The Statistical Thermodynamics of Generative Diffusion Models: Phase Transitions, Symmetry Breaking, and Critical Instability
Round 1
Reviewer 1 Report
Comments and Suggestions for AuthorsI am not a specialist on machine learning (and generative modeling), so it is difficult to gauge the originality of this proposal. I enjoyed the connections with equlibrium statistical mechanics, although the text is somewhat rough, with a number os small mistakes. Even the example of the "two deltas" could have been explaned much better (also, I belive thare are some misprints). It would have been helpful to work out the explicit connections with the "Curie-Weiss model". Section 7, beyond the mean-field methods, is too sketchy and quite hard to understand.
Comments on the Quality of English LanguageExcept for some misprints, and minor mistakes (Ornstein, for example), the language seems allright.
Author Response
I wish to thank the reviewer for the insightful review. I agree that the original text had several rough and unclear parts, which I clarified and expanded in the revision. Here is a list of changes in the revised text:
- I made the text more understandable by adding a preliminary section on the Curie-Weiss model (Section 3) and by extending the treatment of the main ideas in Section 4 and the Two-deltas example in Section 4.1.

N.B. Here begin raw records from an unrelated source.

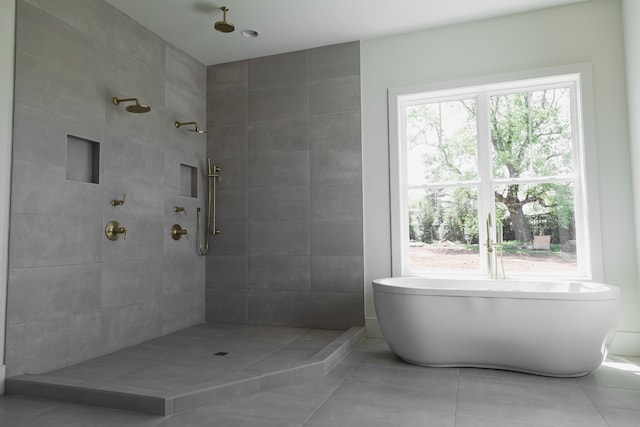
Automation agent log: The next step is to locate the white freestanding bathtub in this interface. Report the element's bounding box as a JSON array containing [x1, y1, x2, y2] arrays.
[[373, 277, 620, 377]]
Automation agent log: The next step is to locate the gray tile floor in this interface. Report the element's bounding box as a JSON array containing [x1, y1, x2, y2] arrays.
[[42, 323, 343, 393], [2, 335, 640, 426]]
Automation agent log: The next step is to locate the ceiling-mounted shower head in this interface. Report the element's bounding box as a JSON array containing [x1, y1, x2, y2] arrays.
[[214, 6, 235, 33], [112, 97, 151, 113], [175, 121, 207, 134]]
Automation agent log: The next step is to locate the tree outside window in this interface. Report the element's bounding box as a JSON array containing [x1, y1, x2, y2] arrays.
[[401, 77, 584, 276]]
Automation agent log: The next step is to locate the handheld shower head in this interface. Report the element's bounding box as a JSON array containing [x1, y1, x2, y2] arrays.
[[112, 97, 151, 113], [175, 121, 207, 134], [215, 7, 235, 33]]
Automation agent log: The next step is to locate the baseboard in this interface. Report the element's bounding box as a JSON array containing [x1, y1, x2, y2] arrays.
[[1, 364, 6, 395], [610, 331, 640, 356], [365, 317, 382, 338]]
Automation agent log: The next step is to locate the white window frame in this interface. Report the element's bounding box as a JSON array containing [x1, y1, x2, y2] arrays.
[[388, 64, 604, 281]]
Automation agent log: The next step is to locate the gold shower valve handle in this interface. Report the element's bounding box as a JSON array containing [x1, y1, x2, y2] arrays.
[[111, 194, 126, 206], [174, 206, 186, 215], [171, 224, 189, 240], [105, 220, 127, 241]]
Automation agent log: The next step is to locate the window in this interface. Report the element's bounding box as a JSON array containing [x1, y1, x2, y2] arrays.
[[389, 70, 602, 279]]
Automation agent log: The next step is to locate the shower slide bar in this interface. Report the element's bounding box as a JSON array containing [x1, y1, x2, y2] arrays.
[[197, 157, 220, 255]]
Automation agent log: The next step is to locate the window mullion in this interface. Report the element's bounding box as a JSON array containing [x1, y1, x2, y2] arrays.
[[476, 93, 493, 274]]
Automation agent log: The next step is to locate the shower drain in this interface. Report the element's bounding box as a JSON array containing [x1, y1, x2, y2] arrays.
[[213, 351, 229, 356]]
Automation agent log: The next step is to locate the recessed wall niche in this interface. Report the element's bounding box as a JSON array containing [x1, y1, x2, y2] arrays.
[[66, 134, 100, 184], [180, 163, 197, 197]]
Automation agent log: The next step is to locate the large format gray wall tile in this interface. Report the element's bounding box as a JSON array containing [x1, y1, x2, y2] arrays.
[[310, 111, 361, 152], [23, 0, 109, 42], [207, 124, 248, 159], [163, 288, 205, 335], [208, 222, 248, 256], [166, 44, 207, 94], [14, 52, 106, 125], [214, 157, 248, 190], [11, 158, 103, 217], [248, 255, 311, 291], [101, 299, 163, 351], [309, 41, 360, 81], [9, 213, 102, 268], [206, 41, 363, 328], [311, 219, 364, 256], [7, 264, 102, 326], [208, 92, 248, 127], [248, 152, 310, 188], [166, 81, 206, 124], [17, 1, 106, 75], [247, 291, 309, 327], [249, 50, 309, 91], [106, 48, 166, 112], [106, 5, 165, 71], [206, 256, 248, 290], [249, 84, 309, 123], [163, 255, 205, 294], [207, 60, 248, 94], [5, 310, 103, 376], [216, 189, 248, 222], [311, 256, 364, 293], [101, 259, 164, 308], [248, 186, 309, 221], [206, 289, 248, 323], [248, 118, 309, 153], [310, 150, 362, 186], [7, 0, 207, 376], [309, 76, 361, 116], [310, 183, 363, 221], [249, 221, 310, 256]]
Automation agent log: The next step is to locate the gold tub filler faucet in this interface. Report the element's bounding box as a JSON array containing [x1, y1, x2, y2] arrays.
[[485, 213, 505, 279]]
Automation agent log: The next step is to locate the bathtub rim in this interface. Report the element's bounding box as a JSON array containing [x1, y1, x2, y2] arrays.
[[372, 276, 620, 301]]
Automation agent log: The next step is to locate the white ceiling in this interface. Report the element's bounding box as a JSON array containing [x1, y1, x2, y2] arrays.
[[105, 0, 589, 66]]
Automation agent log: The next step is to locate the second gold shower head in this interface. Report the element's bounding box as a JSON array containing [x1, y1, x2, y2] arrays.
[[175, 121, 207, 134]]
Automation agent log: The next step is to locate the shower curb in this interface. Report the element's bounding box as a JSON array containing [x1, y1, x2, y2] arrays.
[[5, 326, 364, 416]]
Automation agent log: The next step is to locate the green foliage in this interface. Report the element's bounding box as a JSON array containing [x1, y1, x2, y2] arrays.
[[407, 87, 576, 245]]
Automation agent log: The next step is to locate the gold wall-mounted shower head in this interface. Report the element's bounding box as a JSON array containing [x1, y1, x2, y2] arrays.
[[175, 121, 207, 134], [112, 97, 151, 113], [214, 6, 235, 33]]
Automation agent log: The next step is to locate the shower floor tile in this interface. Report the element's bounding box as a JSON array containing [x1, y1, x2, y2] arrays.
[[4, 323, 363, 416]]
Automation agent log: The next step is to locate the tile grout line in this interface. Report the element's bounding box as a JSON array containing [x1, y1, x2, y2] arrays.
[[578, 382, 613, 427], [452, 368, 461, 427], [300, 339, 367, 426]]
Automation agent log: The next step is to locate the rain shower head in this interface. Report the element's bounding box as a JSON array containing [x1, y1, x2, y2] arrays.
[[215, 6, 235, 33], [112, 97, 151, 113], [175, 121, 207, 134]]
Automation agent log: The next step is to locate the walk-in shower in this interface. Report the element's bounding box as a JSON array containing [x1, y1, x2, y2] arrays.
[[197, 157, 220, 255]]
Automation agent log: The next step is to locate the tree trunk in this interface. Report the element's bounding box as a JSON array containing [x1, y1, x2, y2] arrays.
[[509, 205, 531, 244]]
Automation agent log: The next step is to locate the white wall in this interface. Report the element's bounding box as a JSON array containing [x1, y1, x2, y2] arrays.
[[362, 0, 640, 354], [0, 0, 16, 392], [623, 1, 640, 350]]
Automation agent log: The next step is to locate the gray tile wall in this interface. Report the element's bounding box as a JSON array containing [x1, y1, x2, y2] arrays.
[[205, 42, 364, 329], [6, 0, 207, 376]]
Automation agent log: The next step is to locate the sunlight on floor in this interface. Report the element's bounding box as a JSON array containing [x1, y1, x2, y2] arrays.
[[602, 359, 640, 376]]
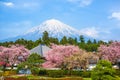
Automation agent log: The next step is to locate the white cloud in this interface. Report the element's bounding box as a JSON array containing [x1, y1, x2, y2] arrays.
[[109, 12, 120, 20], [67, 0, 93, 7], [0, 1, 40, 10], [80, 27, 112, 41], [80, 27, 99, 38], [3, 2, 14, 7]]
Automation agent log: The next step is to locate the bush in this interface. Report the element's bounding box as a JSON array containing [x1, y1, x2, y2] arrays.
[[115, 69, 120, 77], [4, 77, 16, 80], [60, 77, 83, 80], [67, 70, 91, 77], [4, 77, 27, 80], [39, 69, 47, 76], [91, 60, 116, 80], [81, 71, 91, 78], [4, 77, 83, 80], [31, 67, 39, 75], [47, 70, 64, 78], [38, 69, 91, 78], [46, 70, 91, 78], [3, 71, 16, 76], [0, 72, 3, 76]]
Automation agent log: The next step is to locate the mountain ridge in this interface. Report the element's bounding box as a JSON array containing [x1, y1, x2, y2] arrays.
[[0, 19, 92, 42]]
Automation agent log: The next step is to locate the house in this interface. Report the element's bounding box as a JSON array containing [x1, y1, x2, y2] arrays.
[[30, 44, 51, 57]]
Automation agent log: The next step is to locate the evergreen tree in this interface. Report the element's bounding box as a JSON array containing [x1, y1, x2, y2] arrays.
[[68, 37, 74, 45], [98, 40, 106, 45], [34, 38, 42, 47], [78, 35, 85, 50], [60, 36, 68, 45], [42, 31, 50, 45], [74, 38, 78, 45], [79, 35, 85, 43], [87, 39, 92, 44], [26, 40, 34, 49], [93, 39, 97, 44], [49, 37, 59, 45], [27, 53, 44, 64]]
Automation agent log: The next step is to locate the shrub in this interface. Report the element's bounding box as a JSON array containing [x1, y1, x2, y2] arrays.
[[81, 71, 91, 78], [39, 69, 47, 76], [115, 76, 120, 80], [0, 72, 3, 76], [4, 77, 16, 80], [4, 77, 83, 80], [4, 77, 27, 80], [91, 60, 116, 80], [3, 71, 10, 76], [47, 70, 64, 78], [67, 70, 80, 76], [61, 77, 83, 80], [3, 70, 16, 76], [67, 70, 91, 77], [10, 70, 17, 75], [46, 70, 91, 78], [115, 69, 120, 77], [31, 67, 39, 75], [40, 69, 91, 78]]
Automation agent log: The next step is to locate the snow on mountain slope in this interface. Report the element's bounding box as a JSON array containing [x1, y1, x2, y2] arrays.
[[22, 19, 81, 40], [0, 19, 90, 42]]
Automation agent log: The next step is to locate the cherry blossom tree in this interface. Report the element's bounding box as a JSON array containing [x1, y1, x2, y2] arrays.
[[98, 41, 120, 64], [42, 44, 99, 70], [0, 45, 30, 69], [63, 51, 99, 71], [42, 44, 80, 68]]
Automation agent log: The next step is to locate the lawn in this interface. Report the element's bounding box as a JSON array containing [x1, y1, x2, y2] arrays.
[[83, 78, 92, 80], [4, 75, 120, 80], [6, 75, 86, 80]]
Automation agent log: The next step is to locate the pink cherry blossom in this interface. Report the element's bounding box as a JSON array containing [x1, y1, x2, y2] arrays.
[[42, 44, 80, 68], [98, 42, 120, 64], [0, 45, 30, 66]]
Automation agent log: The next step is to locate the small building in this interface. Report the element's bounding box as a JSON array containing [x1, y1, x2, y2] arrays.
[[30, 44, 51, 57]]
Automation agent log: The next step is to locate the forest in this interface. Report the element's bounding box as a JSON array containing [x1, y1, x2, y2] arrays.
[[0, 31, 110, 52]]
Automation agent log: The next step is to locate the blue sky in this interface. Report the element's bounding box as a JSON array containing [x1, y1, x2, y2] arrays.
[[0, 0, 120, 41]]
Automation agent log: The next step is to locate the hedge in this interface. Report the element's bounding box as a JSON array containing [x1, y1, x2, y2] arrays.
[[39, 70, 91, 78], [115, 69, 120, 77], [4, 77, 83, 80]]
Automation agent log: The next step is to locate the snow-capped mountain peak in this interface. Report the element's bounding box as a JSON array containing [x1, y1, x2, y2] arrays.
[[44, 19, 63, 26], [1, 19, 84, 42], [23, 19, 81, 40]]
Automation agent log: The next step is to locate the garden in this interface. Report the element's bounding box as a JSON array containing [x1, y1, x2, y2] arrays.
[[0, 41, 120, 80]]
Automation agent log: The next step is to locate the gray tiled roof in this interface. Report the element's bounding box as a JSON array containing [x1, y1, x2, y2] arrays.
[[30, 44, 51, 57]]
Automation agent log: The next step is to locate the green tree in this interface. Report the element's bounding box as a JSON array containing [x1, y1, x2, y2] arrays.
[[42, 31, 50, 45], [60, 36, 68, 45], [78, 35, 86, 50], [34, 38, 42, 47], [27, 53, 44, 64], [26, 40, 34, 49], [49, 37, 59, 44], [17, 53, 44, 71], [87, 39, 92, 44], [68, 37, 74, 45], [74, 38, 78, 45], [91, 60, 116, 80], [15, 38, 27, 45], [35, 38, 42, 45], [98, 40, 106, 45], [79, 35, 85, 43], [93, 39, 97, 44]]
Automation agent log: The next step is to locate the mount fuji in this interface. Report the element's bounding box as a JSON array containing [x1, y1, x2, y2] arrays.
[[1, 19, 90, 42]]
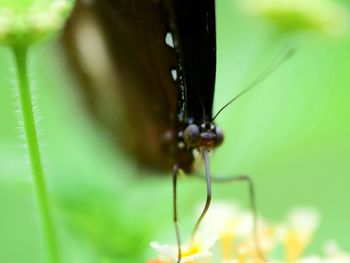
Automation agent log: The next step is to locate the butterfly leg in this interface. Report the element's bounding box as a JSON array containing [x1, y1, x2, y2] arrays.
[[199, 174, 266, 261], [172, 164, 182, 263]]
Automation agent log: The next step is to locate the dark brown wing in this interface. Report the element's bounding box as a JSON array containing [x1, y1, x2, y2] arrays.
[[173, 0, 217, 122], [63, 0, 178, 171]]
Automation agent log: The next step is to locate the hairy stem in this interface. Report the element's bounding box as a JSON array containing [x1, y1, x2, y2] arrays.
[[13, 47, 59, 263]]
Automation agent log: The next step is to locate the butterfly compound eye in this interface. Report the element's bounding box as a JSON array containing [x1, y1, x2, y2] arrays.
[[184, 124, 200, 147], [215, 126, 224, 147]]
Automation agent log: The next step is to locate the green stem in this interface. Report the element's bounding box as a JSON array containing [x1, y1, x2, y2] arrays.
[[13, 47, 59, 263]]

- I greatly expanded the section concerning generalization of diffusion beyond mean-field theory (Section 8). Now it includes a full derivation of the connection with the fixed-point equation of standard generative diffusion, which is achieved in the thermodynamic limit.
- I corrected several small errors and misprints throughout the text.
Reviewer 2 Report
Comments and Suggestions for AuthorsThe paper presents a link between generative diffusion models and equilibrium statistical mechanics, highlighting the role of phase transitions, symmetry breaking and criticality in generative diffusion models. The paper is well written, relevant for the intended audience and journal, and it contains interesting parallels between generative models and statistical mechanics. I recommend this paper for publication in Entropy, only after a few very minor corrections.
Typos and minor comments:
- P2 line 37: fist discussed
- P2 line 57: initial initial
- P2 line 61: do you mean Ornstein-Uhlenbeck process?
- P2 line 76: using a from a
- p7 line 213 would read better if change to: ... determines how sensitive the different magnetization components are to the ....
- Figure 2 is first referred to in the text at line 233, if I'm not mistaken. This is after figure 3 is referred to in the text. Either make a reference to Fig 2 close to where it is placed or move the figure closer to where it is first referenced.
- At times it is stated that t is like a temperature, other times it is \sigma t and at other times \sigma^2 t is identified as temperature. This gets a bit confusing, it is better to use one or the other and to be clear whether this is temperature or INVERSE temperature. For instance in line 126 the identification \beta = \sigma^2 t is made, while in line 161 and line 178 \beta is identified with (t \sigma^2)^{-1}. Which one is it? Is t temperature or inverse temperature? Please go through the text and provide a consistent definition of this, including in wording, by explicitly stating whether you are talking about temperature or inverse temperature.
- Also the critical point is not consistently used throughout the text. In the caption of Fig 2, it is stated as \sigma_t = \sqrt{t} \sigma_0, while in line 240 t_c = 1 and in line 339 the critical point is at \sigma^2 t = 1. Please make this internally consistent throughout the text
Author Response
I wish to thank you for the positive review and for the feedback on all the minor errors. I connected the errors in the revision.
Reviewer 3 Report
Comments and Suggestions for AuthorsPlease find our comments in the enclosed pdf file.
Comments for author File: Comments.pdf
Author Response
I wish to thank the reviewer for the insightful review. I expanded several sections to make the paper more understandable for the non-expert. In particular, I included a preliminary section on the Curie-Weiss model (Sec.3) and expanded the presentation in Sec.4, including a more extensive treatment of the two-deltas model. To clarify what the novel contributions are, I expanded section 1. In summary, the main novel results are in the characterization of mean-field phase transitions in terms of the Curie-Weiss model and the generalization of diffusion models beyond the mean-field regime using the multi-site model. While the latter construction is entirely novel, the former is a re-formulation of the results in 11 and 13. Nevertheless, these previous works do not offer an explicit mean-field characterization of the phase transitions and do not cover important topics such as the critical exponents and the susceptibility matrix.
Round 2
Reviewer 1 Report
Comments and Suggestions for AuthorsThe additions on the Curie-Weiss model are still somewhat confusing.
Reviewer 3 Report
Comments and Suggestions for AuthorsWe believe the author addressed most of our concerns.